Noted Journalist Feted at Roast
Barrington M. Salmon | , WI Staff Writer | 7/12/2012, 2:15 p.m.
Bill Raspberry the Man of the Hour
The first time Robert Woodson was introduced to William Raspberry, he said a heated three-hour argument erupted as each man challenged the other's politics, positions and precepts.
Neither man backed down but from that stormy encounter blossomed a friendship that has lasted more than 35 years, Woodson said.
"He has written several columns coming out of our conversations, he would call to bounce things off of me and I suggested some columns to him," said Woodson, founder and president of the Center for Neighborhood Enterprise in Northwest. "What stood out is his independence, his political and philosophical independence. A lot of pundits you can predict what they're going to write, but he was willing to change his mind in the face of new information."
"He's a man moved by evidence. Few people are. They have an ideological position and do everything to defend that.
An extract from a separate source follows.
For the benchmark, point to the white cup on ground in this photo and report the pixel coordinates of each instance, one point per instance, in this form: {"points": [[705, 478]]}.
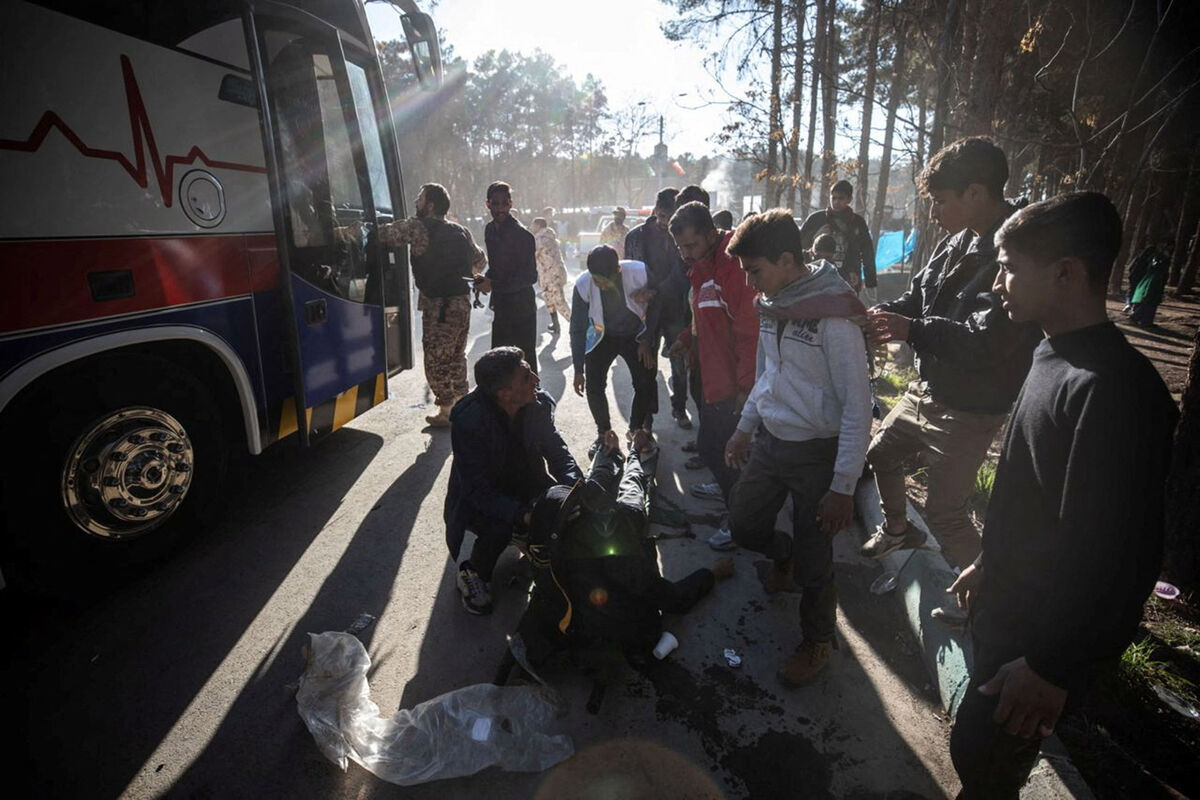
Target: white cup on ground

His punditry is really missed."
Woodson, 75, counted among the more than 200 friends, colleagues and admirers who gathered at The Washington Post late last month to honor the celebrated columnist and journalist at an event labeled, "Raspberry's Roast."
Washington Post Chairman and CEO Donald Graham and the newspaper sponsored the event, said Paul Delaney, a longtime friend of Raspberry's.
Though slowed by illness, Raspberry, his wife Sondra and his family enjoyed the banter, jokes and witty repartee on an evening when he and his formidable legacy took center stage. An army of admirers and well-wishers swarmed the Pulitzer Prize-winning columnist, surrounding him when he entered the room, hugging, kissing and chatting, their laughter bouncing off the walls.
Speakers ranging from Post Senior Editor Milton Coleman, fellow Pulitzer Prize-winning columnist Colby King, longtime friends Delaney and Ron Sarro and a succession of people whose lives have intersected with Raspberry's, heaped praise on a man all said has left an indelible imprint on the newspaper business and on them.
Fox News Commentator Juan Williams served as master of ceremonies and toward the end of the tribute, choked up as he spoke about the beauty of Raspberry as a mentor, colleague and friend.
"Bill Raspberry is the best," he said. "He's been a mentor to so many people. His writing is heartfelt and incisive ... there were no polemics, it was personal and no one could peg him. He always wrote with a smile. I would be honored to be mentioned in the same sentence as him. He's a pioneer who paved the way for writers and commentators [and] he had loyal readers across the political spectrum."
After the roast, Williams discussed Raspberry, who he asked to introduce him when he was inducted into the Washington Journalism Hall of Fame.
"I came to the Post as an intern in 1976 and he was doing a local column. Then he went from Metro to Op-Ed. He was always the mentor," Williams said. "It was an interesting time. There was lots of obvious racial turmoil in the city. Washington had burned and there was a transition from no blacks to blacks [at the newspaper]."